December 1, 2014
On Writing: A Memoir of the Craft by Stephen King
This is pretty much the first book that always comes up when books on writing are mentioned, and frankly, I'm 100% in agreement. It's not a perfect book. For example, I always laugh out loud when I read in the foreword, "This is a short book because most books about writing are filled with bullshit." King then proceeds to fill the next ≈300 pages chitchatting about his childhood and car accident and favorite movies (to be fair, his subtitle does say it's a memoir). I've read a lot of Stephen King in my day, and I would never, ever accuse him of being brief or concise in his writing. Second, a lot of his examples about publishing are outdated. He talks about typewriters and S.A.S.Es and taking notes with a pad and pencil. He's not the person to ask if you want to learn about writing apps or current publishing practices or finding an agent.

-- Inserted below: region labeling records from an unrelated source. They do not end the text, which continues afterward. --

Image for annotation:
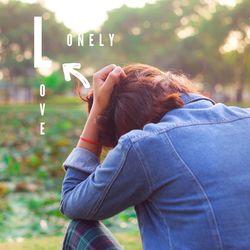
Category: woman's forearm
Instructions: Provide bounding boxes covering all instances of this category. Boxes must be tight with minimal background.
[77,107,102,156]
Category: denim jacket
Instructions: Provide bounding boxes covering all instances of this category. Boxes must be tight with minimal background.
[61,94,250,250]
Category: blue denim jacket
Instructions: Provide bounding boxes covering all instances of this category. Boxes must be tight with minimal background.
[61,94,250,250]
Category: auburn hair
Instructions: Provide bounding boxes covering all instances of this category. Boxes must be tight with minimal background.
[77,64,197,147]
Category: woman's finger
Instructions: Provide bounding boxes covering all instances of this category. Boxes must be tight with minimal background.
[104,66,126,91]
[93,64,116,81]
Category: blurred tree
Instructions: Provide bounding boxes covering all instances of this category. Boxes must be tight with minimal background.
[81,0,250,100]
[0,1,78,101]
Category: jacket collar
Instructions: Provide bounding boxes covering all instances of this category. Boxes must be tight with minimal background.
[180,93,216,105]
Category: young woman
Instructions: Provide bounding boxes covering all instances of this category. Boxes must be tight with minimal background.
[61,64,250,250]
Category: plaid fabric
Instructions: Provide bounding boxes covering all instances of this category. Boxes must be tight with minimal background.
[62,220,124,250]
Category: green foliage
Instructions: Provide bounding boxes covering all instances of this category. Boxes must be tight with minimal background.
[0,103,137,240]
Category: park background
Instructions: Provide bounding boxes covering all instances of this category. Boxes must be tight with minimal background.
[0,0,250,250]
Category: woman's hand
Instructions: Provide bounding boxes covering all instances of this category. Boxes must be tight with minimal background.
[92,64,126,114]
[77,64,126,156]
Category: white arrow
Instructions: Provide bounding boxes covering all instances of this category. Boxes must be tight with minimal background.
[62,63,90,89]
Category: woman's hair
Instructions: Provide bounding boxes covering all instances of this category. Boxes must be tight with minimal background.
[77,64,197,147]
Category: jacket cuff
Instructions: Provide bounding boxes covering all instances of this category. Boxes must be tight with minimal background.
[63,147,100,174]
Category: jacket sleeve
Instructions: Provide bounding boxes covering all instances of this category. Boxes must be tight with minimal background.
[60,136,151,220]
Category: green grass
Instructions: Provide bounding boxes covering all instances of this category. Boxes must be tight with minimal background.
[0,233,142,250]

Still, this book is like sitting at the knee of a gregarious uncle who has been at writing and publishing for a very long time. Any aspiring writer would be crazy to turn down a chance like that. He doesn't offer some ground-breaking new ideas about how he became one of the most influential writers of our time--he sticks to basics like working hard and treating writing like a career and balancing your ambition with your personal life--but still, he gives glimpses into how HE has been so successful by doing very specific things. I really believe that there is something in this book for everyone--it will be different for every single person, but every time I read it, something new strikes me that has helped with my own writing.
I also happen to believe that King is a genius. I've read a lot of his fiction and non-fiction. I think he is brilliant. I think he does things for certain reasons. I think he has done what most of us yearn to do--make a successful career from thinking and exploring and writing. There's a reason he's continually a best-selling author, and I personally don't believe there's anyone in the profession who has nothing to learn from him.
Buy this book--don't borrow it. Own it, mark it up, crease pages, re-read it whenever you're in a rut. Uncle Stephen and his stories will always be in style.